>
> I noticed that the "barking" is conditional to "success". ISTM that it
> should always "bark" in interactive mode, whether success or not.
>

"success" in those cases means "the expression was a valid boolean", and
non-success cases (should) result in an error being printed regardless of
interactive mode. If you see otherwise, let me know.


>
> While testing it and seeing the code, I agree that it is too
> verbose/redundant. At least remove "active/inactive, ".


Have done so, new patch pending "how-do-I-know-when-input-is-empty" in Ctrl
C.


> - Help text. New block in help text called "Conditionals"
>>
>
> Maybe it could be moved to "Input/Output" renamed as "Input/Output
> Control", or maybe the "Conditionals" section could be moved next to it, it
> seems more logical than after large objects.
>

I put it near the bottom, figuring someone would have a better idea of
where to put it. You did.



> I think that the descriptions are too long. The interactive user can be
> trusted to know what "if/elif/else/endif" mean, or to refer to the full
> documentation otherwise. The point is just to provide a syntax and function
> reminder, not a substitute for the doc. Thus I would suggest shorter
> one-line messages like:
>
>  \if <expr>    begin a new conditional block
>  \elif <expr>  else if in the current conditional block
>  \else         else in current conditional block
>  \endif        end current conditional block
>

+1



>
>>
> Hmmm. Perl is perl.
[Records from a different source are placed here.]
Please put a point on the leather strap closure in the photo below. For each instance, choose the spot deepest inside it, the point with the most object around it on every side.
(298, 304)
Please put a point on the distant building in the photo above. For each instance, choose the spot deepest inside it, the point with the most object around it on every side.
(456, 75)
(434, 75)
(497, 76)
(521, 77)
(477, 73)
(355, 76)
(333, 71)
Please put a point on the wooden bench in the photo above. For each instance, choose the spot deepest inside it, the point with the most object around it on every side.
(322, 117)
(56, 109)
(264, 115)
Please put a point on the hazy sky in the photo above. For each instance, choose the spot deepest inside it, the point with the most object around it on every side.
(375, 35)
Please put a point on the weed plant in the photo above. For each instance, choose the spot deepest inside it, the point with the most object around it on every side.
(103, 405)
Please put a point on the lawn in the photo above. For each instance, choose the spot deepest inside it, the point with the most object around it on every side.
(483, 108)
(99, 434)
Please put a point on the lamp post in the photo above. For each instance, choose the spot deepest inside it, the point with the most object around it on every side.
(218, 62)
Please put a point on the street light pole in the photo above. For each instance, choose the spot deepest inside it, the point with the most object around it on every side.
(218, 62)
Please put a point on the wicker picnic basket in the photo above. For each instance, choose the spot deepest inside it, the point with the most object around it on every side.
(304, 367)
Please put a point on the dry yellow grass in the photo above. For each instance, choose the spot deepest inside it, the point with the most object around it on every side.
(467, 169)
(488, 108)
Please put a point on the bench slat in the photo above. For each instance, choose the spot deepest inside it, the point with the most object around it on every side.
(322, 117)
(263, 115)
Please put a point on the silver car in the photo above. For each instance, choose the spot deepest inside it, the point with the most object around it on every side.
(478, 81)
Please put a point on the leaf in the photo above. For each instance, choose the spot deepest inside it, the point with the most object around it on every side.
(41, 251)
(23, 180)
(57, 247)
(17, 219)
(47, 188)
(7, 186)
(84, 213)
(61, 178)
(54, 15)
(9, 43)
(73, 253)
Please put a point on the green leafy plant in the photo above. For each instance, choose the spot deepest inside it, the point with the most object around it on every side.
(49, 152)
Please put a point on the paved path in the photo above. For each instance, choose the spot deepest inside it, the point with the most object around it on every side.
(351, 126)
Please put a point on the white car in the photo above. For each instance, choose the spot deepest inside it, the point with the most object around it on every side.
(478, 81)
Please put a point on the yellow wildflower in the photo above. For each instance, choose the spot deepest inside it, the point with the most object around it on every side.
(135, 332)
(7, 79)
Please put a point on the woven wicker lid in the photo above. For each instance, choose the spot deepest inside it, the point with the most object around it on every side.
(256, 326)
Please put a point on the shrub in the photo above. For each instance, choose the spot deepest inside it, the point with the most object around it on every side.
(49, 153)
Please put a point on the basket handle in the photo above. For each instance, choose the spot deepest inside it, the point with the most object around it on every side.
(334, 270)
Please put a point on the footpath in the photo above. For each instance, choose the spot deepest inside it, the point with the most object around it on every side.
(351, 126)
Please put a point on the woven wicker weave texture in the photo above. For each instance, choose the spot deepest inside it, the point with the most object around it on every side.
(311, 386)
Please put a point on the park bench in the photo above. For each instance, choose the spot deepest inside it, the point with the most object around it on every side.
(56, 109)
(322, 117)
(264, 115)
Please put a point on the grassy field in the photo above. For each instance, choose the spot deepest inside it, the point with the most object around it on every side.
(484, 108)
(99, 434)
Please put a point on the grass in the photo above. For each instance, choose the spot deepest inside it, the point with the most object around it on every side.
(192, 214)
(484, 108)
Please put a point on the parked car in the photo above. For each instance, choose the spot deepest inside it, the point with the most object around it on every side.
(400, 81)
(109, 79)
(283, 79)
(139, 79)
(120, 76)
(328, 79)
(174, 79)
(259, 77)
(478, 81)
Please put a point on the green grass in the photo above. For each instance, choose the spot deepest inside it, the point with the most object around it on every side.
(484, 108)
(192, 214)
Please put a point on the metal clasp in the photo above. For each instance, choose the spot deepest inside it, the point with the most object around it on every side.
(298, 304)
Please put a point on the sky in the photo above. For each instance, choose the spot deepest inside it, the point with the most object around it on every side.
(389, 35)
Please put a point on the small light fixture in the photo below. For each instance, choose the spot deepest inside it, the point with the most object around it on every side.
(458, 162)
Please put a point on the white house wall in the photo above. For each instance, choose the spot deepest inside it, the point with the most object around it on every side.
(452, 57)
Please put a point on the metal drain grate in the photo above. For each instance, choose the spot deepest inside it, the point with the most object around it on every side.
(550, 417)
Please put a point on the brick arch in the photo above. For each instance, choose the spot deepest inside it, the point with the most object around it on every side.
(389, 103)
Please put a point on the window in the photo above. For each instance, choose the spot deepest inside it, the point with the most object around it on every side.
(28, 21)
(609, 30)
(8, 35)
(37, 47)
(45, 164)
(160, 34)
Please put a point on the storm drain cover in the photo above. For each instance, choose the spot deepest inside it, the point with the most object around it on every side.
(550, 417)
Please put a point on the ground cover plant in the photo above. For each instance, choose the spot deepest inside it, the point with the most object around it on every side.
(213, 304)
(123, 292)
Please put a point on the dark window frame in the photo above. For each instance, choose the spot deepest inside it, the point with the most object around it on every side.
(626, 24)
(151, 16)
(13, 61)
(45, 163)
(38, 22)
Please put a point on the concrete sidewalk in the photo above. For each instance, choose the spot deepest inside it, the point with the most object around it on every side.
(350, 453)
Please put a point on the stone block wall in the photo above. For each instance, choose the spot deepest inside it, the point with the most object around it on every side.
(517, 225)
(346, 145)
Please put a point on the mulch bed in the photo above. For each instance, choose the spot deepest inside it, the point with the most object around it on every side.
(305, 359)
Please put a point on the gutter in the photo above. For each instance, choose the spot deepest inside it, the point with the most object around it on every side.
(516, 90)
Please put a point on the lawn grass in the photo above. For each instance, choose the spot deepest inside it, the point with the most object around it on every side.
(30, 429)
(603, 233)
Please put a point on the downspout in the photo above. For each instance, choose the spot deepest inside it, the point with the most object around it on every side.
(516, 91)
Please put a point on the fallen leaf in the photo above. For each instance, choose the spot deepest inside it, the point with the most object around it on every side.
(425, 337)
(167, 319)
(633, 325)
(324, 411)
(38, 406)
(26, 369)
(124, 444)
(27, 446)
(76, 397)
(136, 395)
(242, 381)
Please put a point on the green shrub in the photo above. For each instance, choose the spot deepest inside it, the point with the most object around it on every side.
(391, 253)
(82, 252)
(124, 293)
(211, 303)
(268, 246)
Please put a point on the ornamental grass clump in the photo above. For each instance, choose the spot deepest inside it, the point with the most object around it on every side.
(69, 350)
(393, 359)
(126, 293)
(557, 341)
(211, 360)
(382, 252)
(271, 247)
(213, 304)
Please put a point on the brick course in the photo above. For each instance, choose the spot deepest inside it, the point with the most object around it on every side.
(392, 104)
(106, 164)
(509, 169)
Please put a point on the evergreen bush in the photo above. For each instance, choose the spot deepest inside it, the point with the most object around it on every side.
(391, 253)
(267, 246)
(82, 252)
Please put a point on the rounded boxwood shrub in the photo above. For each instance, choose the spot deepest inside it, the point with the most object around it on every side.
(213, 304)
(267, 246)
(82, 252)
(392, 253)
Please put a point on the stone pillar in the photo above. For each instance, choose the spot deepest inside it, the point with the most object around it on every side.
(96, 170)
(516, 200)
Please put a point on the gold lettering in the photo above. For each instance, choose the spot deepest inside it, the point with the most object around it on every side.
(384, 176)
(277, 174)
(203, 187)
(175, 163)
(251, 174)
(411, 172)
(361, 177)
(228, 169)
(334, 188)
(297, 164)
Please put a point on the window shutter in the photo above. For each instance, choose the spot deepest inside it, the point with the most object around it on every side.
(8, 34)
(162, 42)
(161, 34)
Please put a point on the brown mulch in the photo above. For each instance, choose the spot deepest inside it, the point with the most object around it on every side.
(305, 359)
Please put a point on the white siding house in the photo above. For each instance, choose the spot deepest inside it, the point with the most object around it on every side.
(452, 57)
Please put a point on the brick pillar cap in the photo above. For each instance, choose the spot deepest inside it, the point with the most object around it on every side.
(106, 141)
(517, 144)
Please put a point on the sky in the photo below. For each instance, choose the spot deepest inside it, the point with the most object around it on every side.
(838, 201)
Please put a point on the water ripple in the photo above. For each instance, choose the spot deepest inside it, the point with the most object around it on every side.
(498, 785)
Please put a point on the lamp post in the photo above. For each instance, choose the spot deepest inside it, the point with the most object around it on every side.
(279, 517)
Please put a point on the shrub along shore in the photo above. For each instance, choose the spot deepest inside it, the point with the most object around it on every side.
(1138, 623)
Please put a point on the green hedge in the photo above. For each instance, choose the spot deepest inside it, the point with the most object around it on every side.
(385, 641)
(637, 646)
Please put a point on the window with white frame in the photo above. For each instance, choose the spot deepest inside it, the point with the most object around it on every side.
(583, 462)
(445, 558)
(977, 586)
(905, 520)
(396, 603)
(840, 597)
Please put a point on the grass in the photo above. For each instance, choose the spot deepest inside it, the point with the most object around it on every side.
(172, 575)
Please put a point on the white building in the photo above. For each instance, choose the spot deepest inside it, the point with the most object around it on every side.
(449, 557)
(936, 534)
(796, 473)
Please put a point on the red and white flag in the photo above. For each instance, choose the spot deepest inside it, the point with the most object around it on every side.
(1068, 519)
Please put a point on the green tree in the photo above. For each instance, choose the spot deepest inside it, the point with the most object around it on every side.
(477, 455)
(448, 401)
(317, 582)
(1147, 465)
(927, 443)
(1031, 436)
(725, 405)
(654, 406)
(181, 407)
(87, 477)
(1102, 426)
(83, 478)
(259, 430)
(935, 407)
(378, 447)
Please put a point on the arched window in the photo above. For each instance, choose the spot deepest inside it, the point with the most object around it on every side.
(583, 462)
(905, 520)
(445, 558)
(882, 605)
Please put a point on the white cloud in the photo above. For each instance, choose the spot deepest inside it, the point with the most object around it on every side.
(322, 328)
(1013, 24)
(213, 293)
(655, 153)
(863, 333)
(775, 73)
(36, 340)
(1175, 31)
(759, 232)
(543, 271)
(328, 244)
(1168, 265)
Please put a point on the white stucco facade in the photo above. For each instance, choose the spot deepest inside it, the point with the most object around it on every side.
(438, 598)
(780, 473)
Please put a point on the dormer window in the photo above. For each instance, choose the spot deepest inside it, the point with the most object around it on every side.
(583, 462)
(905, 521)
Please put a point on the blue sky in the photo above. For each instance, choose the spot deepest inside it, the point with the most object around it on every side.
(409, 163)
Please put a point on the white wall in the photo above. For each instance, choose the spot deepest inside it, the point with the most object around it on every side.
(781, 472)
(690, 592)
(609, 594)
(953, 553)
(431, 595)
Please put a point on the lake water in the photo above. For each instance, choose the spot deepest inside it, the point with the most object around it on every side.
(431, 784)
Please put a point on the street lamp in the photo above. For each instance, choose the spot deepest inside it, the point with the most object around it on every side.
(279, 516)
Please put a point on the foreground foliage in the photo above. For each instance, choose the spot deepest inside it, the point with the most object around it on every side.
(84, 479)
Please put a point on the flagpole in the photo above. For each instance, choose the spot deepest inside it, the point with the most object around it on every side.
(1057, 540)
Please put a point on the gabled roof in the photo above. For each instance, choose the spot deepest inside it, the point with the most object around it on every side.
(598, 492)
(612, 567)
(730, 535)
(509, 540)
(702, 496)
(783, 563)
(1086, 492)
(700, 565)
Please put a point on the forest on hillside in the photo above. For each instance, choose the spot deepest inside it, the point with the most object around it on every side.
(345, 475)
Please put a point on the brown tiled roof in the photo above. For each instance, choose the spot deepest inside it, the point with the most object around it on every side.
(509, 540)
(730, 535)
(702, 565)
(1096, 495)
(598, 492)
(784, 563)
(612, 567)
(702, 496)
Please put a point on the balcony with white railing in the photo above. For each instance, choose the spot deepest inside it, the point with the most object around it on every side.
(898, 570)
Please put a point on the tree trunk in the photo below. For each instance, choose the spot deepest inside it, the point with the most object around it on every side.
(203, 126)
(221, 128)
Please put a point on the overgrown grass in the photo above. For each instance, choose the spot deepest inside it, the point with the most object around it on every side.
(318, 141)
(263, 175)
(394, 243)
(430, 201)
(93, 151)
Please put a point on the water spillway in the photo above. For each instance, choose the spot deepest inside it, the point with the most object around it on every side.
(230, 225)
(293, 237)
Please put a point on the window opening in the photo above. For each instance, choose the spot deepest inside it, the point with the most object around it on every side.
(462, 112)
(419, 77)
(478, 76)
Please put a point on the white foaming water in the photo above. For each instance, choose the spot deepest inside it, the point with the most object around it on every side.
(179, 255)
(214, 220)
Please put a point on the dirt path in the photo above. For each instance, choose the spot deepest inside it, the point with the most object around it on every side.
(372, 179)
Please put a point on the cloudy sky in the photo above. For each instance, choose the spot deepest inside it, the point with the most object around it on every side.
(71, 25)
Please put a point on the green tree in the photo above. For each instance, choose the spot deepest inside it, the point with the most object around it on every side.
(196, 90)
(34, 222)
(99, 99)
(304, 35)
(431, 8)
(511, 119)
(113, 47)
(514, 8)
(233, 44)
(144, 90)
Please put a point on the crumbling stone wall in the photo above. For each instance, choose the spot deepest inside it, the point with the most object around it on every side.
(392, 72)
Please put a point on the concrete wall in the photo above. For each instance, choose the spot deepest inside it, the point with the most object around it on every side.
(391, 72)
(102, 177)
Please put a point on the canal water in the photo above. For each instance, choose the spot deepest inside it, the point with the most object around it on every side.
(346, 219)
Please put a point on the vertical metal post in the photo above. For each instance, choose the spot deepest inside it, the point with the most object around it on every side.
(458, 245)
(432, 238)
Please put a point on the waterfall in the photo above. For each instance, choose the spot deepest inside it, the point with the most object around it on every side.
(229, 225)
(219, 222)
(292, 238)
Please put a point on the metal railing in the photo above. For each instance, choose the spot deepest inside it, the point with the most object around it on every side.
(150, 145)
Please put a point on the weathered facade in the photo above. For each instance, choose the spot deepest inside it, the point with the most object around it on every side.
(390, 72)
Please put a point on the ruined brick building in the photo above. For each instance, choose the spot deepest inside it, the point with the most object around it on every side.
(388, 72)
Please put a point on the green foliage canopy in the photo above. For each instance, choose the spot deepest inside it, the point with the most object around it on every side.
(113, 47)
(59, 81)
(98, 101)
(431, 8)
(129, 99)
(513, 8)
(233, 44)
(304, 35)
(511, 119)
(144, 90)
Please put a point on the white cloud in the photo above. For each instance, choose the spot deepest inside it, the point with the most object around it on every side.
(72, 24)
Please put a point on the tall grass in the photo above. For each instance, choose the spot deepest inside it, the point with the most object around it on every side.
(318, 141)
Attached an attempt at improving that, which is
> probably debatable, but at least it is easy to add further tests without
> massive copy-pasting.


+1 that's a good start.


>
>
> - regression tests now have comments to explain purpose
>>
>
> Ok.
>
> Small details about the code:
>
>   +       if (!pset.active_branch && !is_branching_command(cmd) )
>
> Not sure why there is a space before the last closing parenthesis.